Cependant, si un retour à l’équilibre
budgétaire est visé à l’horizon du
quinquennat à venir, il s’agit de générer par
rapport à la situation actuelle plus de 400
milliards d’euro de réduction de dépenses
ou d’augmentation d’impôts cumulés sur la
durée du mandat. Le niveau d’endettement
de la France atteint sera alors voisin de
80% du PIB et des efforts supplémentaires
seront nécessaires pour le réduire aux
60% envisagés dans le cadre du traité de
Maastricht et réaffirmés dans l’accord de
Bruxelles de décembre 2011. Une adaptation
de notre modèle économique et social est
implicitement nécessaire et il nous paraît
primordial d’un point de vue démocratique
de débattre de ces questions lors de cette
campagne présidentielle aux risques
en son absence de faire le lit des partis
extrémistes pour la prochaine mandature.
La contribution d’un tel débat n’est pas
que politique.
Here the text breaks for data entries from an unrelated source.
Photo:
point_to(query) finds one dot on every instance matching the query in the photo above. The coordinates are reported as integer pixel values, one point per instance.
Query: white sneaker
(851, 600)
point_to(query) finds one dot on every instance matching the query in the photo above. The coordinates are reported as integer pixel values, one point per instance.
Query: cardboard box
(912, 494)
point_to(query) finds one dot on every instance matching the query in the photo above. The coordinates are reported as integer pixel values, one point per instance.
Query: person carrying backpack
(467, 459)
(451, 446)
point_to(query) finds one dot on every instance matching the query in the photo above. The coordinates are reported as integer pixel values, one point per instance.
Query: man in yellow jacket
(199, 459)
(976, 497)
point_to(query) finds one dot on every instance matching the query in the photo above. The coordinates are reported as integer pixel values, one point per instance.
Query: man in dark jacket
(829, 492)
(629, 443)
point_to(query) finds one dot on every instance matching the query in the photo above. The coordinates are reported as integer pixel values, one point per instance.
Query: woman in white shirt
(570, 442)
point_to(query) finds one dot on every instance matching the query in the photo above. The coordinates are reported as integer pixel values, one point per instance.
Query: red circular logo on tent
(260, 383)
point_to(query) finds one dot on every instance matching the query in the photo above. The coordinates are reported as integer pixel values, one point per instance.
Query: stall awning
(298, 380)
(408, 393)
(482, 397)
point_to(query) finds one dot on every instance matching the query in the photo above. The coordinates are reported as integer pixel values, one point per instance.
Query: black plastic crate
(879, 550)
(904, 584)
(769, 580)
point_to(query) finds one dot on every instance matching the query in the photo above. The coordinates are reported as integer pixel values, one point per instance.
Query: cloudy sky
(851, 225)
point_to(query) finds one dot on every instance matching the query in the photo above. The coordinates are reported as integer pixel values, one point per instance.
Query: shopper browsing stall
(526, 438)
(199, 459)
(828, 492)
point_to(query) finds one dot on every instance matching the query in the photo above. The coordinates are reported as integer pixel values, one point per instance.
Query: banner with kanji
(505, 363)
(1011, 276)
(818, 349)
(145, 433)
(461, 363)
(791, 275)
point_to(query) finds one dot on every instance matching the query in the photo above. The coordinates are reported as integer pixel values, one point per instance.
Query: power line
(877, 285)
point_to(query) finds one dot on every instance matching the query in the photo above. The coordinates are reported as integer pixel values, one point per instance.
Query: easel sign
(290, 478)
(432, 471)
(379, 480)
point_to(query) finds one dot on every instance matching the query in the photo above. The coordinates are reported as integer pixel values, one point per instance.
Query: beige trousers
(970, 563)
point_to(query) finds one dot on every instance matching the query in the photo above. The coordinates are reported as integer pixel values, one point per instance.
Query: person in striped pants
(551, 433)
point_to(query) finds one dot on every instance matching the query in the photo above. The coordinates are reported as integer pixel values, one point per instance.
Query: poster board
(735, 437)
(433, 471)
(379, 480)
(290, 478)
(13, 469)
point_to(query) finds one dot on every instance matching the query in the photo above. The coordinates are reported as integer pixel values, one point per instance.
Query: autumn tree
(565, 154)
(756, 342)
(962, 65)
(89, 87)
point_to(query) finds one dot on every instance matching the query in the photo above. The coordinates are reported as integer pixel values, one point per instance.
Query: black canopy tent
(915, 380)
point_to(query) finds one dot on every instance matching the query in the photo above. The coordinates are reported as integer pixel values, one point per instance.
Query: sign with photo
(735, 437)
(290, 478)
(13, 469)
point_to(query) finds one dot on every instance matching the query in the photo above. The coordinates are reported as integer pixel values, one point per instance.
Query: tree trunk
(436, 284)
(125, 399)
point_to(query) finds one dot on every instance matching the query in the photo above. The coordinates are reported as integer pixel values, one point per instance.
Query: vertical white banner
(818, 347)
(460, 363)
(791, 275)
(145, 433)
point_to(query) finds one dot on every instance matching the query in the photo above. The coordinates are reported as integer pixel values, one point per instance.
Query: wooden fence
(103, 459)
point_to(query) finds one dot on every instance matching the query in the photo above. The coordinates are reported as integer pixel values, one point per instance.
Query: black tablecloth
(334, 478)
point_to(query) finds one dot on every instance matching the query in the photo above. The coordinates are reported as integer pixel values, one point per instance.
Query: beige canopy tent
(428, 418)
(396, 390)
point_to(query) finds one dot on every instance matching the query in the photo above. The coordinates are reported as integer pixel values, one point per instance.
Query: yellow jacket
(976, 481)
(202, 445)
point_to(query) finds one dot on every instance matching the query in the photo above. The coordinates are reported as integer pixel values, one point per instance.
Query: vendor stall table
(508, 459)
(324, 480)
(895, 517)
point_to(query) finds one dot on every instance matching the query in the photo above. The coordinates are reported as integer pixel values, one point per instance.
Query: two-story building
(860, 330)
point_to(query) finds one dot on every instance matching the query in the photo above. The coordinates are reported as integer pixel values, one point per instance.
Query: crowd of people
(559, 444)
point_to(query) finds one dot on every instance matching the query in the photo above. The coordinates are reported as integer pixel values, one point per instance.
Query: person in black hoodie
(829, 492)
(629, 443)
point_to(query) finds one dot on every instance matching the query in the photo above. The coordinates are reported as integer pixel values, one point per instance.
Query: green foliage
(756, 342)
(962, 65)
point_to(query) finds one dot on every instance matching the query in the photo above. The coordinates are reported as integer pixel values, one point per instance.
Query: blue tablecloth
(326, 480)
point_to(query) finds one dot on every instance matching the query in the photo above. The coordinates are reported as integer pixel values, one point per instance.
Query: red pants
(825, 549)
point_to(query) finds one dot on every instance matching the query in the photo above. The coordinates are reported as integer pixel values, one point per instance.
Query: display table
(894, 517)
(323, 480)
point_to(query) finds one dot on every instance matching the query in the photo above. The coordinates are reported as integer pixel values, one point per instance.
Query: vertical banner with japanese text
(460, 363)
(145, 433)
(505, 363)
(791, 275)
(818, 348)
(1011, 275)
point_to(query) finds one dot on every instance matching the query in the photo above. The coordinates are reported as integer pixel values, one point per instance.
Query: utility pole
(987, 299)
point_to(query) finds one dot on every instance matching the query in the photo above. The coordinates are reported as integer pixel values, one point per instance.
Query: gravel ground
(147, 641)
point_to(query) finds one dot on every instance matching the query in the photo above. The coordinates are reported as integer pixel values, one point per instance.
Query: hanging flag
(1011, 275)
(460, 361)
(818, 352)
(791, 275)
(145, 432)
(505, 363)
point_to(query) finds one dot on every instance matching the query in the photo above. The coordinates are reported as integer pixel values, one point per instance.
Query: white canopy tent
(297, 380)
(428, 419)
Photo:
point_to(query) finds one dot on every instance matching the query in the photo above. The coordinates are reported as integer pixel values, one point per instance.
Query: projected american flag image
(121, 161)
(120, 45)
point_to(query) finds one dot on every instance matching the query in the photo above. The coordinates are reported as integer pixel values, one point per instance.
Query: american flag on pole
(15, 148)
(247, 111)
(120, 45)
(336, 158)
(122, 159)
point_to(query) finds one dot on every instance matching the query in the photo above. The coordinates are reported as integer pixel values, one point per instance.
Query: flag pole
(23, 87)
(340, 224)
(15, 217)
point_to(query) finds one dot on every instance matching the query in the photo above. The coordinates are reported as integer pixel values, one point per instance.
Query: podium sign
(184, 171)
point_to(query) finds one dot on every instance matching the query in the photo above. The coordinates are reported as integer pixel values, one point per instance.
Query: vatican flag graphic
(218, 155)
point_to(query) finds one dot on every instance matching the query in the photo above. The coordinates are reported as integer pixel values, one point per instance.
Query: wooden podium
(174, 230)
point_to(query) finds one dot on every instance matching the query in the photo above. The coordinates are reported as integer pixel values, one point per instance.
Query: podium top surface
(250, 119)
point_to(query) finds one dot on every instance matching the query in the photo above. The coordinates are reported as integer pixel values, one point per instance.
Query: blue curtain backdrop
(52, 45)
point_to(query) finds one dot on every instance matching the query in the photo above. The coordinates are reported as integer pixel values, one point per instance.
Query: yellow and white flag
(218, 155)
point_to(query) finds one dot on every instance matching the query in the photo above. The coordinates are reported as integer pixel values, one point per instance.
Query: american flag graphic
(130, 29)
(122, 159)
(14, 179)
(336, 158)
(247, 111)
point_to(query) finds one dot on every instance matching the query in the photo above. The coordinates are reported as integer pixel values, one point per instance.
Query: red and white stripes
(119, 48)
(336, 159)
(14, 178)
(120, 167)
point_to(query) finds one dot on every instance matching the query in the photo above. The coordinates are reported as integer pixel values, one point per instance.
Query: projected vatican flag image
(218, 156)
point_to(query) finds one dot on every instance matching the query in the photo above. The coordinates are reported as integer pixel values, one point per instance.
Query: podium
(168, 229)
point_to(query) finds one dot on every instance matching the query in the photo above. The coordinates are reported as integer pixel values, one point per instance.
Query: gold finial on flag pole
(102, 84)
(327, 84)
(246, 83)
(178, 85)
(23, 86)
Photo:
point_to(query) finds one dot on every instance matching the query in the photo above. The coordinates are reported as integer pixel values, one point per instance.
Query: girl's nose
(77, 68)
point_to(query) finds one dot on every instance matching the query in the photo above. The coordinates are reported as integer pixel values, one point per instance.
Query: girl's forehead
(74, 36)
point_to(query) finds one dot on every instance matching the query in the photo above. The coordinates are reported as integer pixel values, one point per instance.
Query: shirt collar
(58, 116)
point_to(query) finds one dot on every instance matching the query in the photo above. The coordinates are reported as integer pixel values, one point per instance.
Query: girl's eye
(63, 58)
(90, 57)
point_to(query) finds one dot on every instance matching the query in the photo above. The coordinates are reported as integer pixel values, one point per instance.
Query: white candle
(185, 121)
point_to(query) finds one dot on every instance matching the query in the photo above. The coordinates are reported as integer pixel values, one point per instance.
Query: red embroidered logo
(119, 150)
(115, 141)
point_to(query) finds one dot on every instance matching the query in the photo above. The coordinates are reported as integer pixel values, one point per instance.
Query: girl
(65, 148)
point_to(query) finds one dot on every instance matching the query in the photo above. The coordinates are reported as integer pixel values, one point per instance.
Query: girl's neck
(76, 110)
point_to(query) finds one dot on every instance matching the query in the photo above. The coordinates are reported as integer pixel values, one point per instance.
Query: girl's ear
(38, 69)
Les ménages conscients
de la nécessité de ces ajustements mais
sans perspectives politiques et d’idée de
l’ampleur des efforts à produire épargnent
massivement lorsqu’ils en ont la possibilité.
Les entreprises en situation d’incertitude
accrue réévaluent et éventuellement
décalent leurs projets.
Il est donc souhaitable de discuter des
ajustements possibles qui seront propices
au maintien d’une protection sociale
adaptée au monde d’aujourd’hui. Le rapide
tour d’horizon que nous dressons suggère
que, si dans les secteurs de la santé ou des
retraites, des réformes ont été engagées
et doivent être complètement mises en
œuvre et poursuivies, les priorités actuelles
selon nous concernent le marché du travail
au travers du système éducatif et de la
protection sociale des travailleurs. Les
principes et objectifs qui ont été mobilisés
il y a quelques décennies pour construire
le modèle social français dans ce domaine
doivent s’adapter à notre environnement
actuel. Nous sommes dans une économie
globalisée plus complexe requérant plus
de compétences en évolution rapide et
dans laquelle seront bien peu nombreux
les travailleurs qui ne connaîtront qu’un
seul employeur au cours d’une carrière
professionnelle toujours plus longue.
Sur ces deux terrains, l’EDHEC fait des
propositions. D’une part, le financement
de l’enseignement du supérieur et les
incitations à la formation continue devraient
être repensés, par le biais d’un contrat
d’enseignement supérieur impliquant
financièrement le jeune diplômé en cas de
succès professionnel et d’une modulation
des subventions à la formation en fonction
de la rémunération des travailleurs, en lieu
et place du dispositif « former ou payer ».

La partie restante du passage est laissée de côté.